Just listened to this and he himself is not advocating “a World Without Money” whatever the organiser of the event at which he spoke might have in mind. The argument he puts forward about a society charging interest being mathematically impossible in the long run because it requires an impossible exponential growth was refuted long ago by Marx in chapter 24 of Volume III of Capital where he quotes the Rev Dr Richard Price as writing in 1774:
Quote:
Money bearing compound interest increases at first slowly. But, the rate of increase being continually accelerated, it becomes in some time so rapid, as to mock all the powers of the imagination.

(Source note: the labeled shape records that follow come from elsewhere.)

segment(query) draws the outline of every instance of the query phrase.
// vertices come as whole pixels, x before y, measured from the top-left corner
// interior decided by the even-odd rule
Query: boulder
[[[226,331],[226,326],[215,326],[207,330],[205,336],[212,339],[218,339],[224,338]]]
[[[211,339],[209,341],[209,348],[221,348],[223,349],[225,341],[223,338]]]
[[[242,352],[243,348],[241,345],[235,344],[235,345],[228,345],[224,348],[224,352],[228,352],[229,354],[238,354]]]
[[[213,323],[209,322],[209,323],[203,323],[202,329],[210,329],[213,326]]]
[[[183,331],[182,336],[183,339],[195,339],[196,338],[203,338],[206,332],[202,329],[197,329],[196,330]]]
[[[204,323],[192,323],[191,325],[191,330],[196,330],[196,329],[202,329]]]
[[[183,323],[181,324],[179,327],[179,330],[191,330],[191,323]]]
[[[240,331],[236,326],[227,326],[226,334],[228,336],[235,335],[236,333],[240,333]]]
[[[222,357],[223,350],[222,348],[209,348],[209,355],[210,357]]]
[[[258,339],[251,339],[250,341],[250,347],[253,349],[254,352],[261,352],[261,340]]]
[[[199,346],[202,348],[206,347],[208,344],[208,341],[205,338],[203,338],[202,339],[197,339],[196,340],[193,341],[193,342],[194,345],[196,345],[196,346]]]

One penny, put out at our Saviour’s birth to 5 per cent compound interest, would, before this time, have increased to a greater sum, than would be contained in a hundred and fifty millions of earths, all solid gold.
and comments:
Quote:
But Price entirely forgets that the interest of 5% presupposes a rate of profit of 15%, and assumes it to continue with the accumulation of capital. He has nothing whatsoever to do with the actual process of accumulation, but rather only with lending money and getting it back with compound interest. How that is accomplished is immaterial to him, since it is the innate property of interest-bearing capital.
Professor Hörmann makes the same mistake. The capitalist economy does not expand because banks lend at compound interest but because workers produce surplus value. As interest has to be paid out of surplus value it cannot be greater than this and in fact is a great deal smaller. It is profit not interest that drives the capitalist economy.